We could not know whether second-line TACE using cisplatin had a survival benefit compared with the clinical course with conservative management alone because this study was a nonrandomized controlled trial. Although we cannot directly compare it with our results, the survival rate with conservative management alone has been reported in a few randomized controlled trials; the 1-, 2- and 3-year survival rates were 63, 27 and 17%, respectively, in the study by Llovet et al. and 32, 11 and 3%, respectively, in the study by Lo et al. [3, 15].

Intrahepatic biliary tumor invasion was the only significant poor prognostic factor in multivariate analysis. Hepatic functional reserve, which generally shows the relation to prognosis, was not a prognostic factor in this study because patients with HCC resistant to TACE with epirubicin–Lipiodol emulsion were enrolled, and most had multiple progressive HCCs.

Morimoto et al. reported that in rabbit models, the platinum concentration in tumor tissue after 60 min in the TACE group with cisplatin and Lipiodol was significantly higher than in the TACE group without Lipiodol consisting of arterial infusion of cisplatin solution followed by injection of gelatin sponge particles [19]. Kawaoka et al. reported in their study that longer survival was expected for patients with a high rate of Lipiodol accumulation in the tumor [18]. In the present study, many patients had multiple HCC nodules; therefore, only a small amount of Lipiodol and cisplatin might have comparatively accumulated in the tumor tissue. There was no significant difference in tumor response or survival rate between groups with and without Lipiodol. In contrast, Lu et al. concluded in their report that superselective TACE with low- and high-dose chemotherapeutic agents included similar degrees of cellular apoptosis and necrosis [20]. Even if more Lipiodol and cisplatin were used with TACE, the results might not be so different.

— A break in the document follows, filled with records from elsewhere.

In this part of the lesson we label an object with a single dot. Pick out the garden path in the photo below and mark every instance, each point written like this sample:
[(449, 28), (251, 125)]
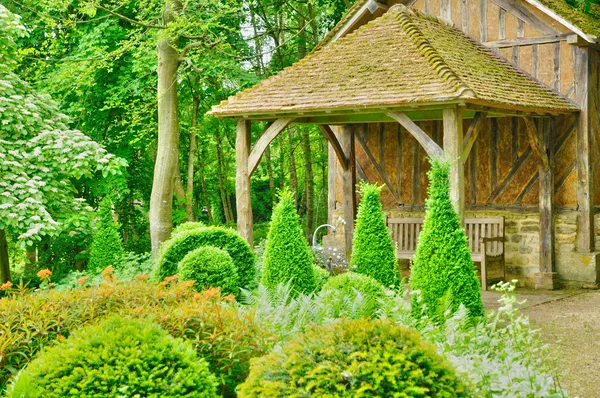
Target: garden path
[(570, 323)]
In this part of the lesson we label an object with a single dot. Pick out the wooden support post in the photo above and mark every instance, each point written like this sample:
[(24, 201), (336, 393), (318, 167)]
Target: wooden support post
[(453, 148), (585, 76), (331, 179), (349, 185), (546, 278), (243, 200)]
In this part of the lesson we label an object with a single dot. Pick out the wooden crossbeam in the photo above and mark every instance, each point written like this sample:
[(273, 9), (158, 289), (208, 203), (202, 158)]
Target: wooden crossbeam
[(472, 133), (536, 143), (272, 131), (335, 143), (433, 150)]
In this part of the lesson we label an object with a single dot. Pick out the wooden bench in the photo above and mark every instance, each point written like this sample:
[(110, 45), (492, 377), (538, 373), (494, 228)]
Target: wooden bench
[(484, 235)]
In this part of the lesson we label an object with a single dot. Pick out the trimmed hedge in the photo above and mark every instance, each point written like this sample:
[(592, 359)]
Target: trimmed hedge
[(117, 357), (176, 248), (354, 358), (373, 251), (287, 255), (442, 262), (106, 248), (209, 267)]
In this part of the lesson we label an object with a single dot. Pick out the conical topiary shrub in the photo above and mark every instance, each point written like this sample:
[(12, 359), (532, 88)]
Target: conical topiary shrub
[(106, 249), (287, 256), (442, 263), (373, 251)]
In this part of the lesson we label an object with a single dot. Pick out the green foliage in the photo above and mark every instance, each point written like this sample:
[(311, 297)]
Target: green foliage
[(175, 249), (287, 256), (209, 267), (187, 226), (106, 249), (349, 285), (224, 335), (354, 358), (321, 277), (118, 357), (373, 251), (442, 262)]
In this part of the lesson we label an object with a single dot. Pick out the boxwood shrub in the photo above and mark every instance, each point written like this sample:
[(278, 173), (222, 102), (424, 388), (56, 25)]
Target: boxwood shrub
[(373, 251), (175, 249), (354, 358), (442, 263), (118, 357), (209, 267), (287, 255)]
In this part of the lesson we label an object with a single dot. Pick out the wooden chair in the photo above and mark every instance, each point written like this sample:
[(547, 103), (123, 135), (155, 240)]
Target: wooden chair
[(484, 235)]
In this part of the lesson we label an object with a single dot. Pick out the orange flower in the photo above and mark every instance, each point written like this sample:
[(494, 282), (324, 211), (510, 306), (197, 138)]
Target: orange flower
[(141, 277), (108, 270), (43, 274)]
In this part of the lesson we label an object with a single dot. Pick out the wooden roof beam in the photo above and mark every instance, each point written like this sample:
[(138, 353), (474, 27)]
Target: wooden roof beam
[(270, 133), (335, 143), (433, 150)]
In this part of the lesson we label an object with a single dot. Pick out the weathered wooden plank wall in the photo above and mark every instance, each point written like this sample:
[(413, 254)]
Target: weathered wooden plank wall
[(501, 169)]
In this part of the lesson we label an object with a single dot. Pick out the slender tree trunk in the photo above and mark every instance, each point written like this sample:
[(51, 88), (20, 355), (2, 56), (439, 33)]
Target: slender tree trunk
[(309, 187), (220, 172), (191, 156), (4, 261), (293, 173), (281, 162), (161, 198)]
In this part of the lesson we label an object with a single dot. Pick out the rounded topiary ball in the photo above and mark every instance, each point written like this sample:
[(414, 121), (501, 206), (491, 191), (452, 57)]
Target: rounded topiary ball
[(209, 267), (180, 244), (354, 358), (119, 357)]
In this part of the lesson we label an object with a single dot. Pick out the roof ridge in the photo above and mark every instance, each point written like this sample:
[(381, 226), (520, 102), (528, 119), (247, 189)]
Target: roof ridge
[(427, 50)]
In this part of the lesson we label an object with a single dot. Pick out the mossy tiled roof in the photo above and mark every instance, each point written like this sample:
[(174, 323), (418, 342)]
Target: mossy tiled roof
[(398, 60)]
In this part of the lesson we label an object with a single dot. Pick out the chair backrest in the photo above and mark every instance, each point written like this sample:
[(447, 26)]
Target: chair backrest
[(485, 230), (405, 232)]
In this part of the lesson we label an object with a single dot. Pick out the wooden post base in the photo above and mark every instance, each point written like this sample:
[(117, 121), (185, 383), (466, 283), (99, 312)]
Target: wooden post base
[(546, 281)]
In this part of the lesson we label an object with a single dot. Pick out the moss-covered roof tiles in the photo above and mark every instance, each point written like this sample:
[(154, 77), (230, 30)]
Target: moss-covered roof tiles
[(398, 60)]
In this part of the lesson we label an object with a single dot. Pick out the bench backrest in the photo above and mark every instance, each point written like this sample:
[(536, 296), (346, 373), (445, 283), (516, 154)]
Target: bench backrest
[(405, 234)]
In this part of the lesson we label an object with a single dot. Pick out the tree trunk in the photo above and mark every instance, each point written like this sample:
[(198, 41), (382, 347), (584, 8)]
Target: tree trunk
[(309, 187), (191, 156), (4, 261), (293, 173), (161, 198)]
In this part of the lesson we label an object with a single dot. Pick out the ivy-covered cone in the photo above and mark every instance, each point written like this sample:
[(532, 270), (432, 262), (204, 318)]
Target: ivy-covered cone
[(210, 267), (120, 357), (373, 251), (442, 262), (287, 256), (106, 249)]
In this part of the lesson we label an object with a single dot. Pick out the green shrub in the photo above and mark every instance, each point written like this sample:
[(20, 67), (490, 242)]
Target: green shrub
[(209, 267), (106, 249), (224, 335), (353, 358), (373, 251), (321, 277), (175, 249), (442, 262), (287, 256), (187, 226), (117, 357)]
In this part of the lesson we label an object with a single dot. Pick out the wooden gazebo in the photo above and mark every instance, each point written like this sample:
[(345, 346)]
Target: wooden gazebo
[(389, 77)]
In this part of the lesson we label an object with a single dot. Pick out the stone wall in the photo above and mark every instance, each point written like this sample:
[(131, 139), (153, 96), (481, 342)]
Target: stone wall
[(522, 247)]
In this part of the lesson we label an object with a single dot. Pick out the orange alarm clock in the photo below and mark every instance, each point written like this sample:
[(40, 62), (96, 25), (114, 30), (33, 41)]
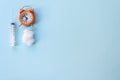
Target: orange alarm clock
[(26, 16)]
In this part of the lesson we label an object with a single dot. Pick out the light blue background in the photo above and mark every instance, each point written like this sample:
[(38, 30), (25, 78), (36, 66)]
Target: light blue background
[(75, 40)]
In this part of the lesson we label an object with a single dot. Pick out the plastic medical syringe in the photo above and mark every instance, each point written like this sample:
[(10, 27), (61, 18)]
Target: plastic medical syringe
[(12, 35)]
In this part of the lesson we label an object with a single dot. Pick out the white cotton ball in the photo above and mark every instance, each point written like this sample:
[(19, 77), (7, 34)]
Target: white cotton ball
[(28, 37)]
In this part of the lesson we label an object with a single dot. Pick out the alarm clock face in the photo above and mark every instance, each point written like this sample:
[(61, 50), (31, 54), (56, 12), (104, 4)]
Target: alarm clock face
[(26, 18)]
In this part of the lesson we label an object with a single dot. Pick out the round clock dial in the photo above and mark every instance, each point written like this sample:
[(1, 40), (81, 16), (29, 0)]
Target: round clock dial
[(26, 18)]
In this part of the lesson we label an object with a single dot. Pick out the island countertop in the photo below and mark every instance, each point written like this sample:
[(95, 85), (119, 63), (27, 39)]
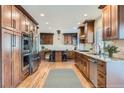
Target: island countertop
[(100, 57)]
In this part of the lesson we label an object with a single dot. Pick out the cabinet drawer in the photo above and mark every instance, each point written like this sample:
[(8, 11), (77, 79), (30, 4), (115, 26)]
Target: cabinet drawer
[(102, 66), (101, 79), (100, 85)]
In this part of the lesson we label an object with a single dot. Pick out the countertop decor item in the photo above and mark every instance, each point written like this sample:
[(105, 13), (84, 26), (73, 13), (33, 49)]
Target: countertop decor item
[(111, 49)]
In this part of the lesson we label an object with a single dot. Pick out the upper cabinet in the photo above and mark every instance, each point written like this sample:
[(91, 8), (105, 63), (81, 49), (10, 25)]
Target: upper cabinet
[(46, 38), (113, 22), (70, 38), (22, 22), (81, 34), (15, 18), (86, 34), (7, 16), (89, 31), (106, 22)]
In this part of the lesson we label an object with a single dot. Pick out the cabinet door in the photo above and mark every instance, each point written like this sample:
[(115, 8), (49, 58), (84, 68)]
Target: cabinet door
[(27, 25), (114, 21), (65, 39), (23, 21), (6, 58), (6, 16), (15, 18), (107, 22), (16, 59)]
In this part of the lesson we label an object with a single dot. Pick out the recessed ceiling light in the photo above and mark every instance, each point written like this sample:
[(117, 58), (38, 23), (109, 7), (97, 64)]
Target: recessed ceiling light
[(42, 14), (85, 15), (47, 23)]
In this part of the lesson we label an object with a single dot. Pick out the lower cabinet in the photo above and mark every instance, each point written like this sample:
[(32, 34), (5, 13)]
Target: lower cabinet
[(82, 63), (11, 61), (101, 74), (94, 70)]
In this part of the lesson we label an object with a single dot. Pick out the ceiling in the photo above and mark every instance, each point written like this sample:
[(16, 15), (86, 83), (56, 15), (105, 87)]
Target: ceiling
[(62, 17)]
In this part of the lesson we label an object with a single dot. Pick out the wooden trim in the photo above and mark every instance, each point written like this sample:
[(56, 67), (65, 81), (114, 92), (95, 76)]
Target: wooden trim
[(69, 33), (88, 21), (46, 33), (26, 13), (101, 6)]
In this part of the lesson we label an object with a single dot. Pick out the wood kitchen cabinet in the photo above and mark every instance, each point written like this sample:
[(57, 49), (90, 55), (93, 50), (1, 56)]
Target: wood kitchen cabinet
[(82, 63), (46, 38), (106, 22), (7, 58), (70, 38), (89, 31), (6, 16), (11, 52), (113, 22), (14, 21), (16, 65), (81, 34), (22, 22), (101, 74)]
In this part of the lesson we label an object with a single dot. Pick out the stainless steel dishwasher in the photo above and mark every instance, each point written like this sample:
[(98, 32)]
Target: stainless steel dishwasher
[(93, 71)]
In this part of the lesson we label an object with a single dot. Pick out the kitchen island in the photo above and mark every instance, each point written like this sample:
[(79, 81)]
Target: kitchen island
[(101, 71), (57, 55)]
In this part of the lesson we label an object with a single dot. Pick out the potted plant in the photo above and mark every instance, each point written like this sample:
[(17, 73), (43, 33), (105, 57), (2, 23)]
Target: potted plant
[(111, 49)]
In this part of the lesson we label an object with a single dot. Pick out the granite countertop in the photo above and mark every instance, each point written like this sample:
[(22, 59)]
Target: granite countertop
[(100, 57)]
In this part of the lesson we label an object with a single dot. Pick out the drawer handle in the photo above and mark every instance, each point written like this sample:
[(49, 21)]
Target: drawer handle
[(101, 65), (101, 76)]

Although some patients developed grade 3 and 4 toxicities, including thrombocytopenia and increased liver transaminases, this protocol was thought to be tolerable because all parameters recovered to baseline levels and patient performance status and liver function reserve were also preserved.

Limitations

There are some limitations to this study. First, it was a retrospective study with a small number of patients in a single institution. Therefore, we could not regulate the evaluation periods among the subjects, and the tumor response was assessed at different intervals (between 1 and 3 months after TACE). The retreatment schedule was also inhomogeneous among patients, and TACE was repeated when there was definite tumor progression based on the consensus of the multidisciplinary panel. These inhomogeneities could have influenced the results. In addition, it is difficult to compare our results with those of other studies because each study used different criteria to evaluate the treatment response.

To clarify the true benefit of TACE with such a second-line regimen, a randomized controlled trial will be necessary that compares outcomes after switching to TACE with the second-line drug regimen versus repeating TACE with the original drug regimen using end points such as time to progression and overall survival.

In conclusion, switching the TACE anticancer drug from epirubicin to cisplatin might be a feasible option for advanced HCC, even when considered resistant to the initial form of TACE.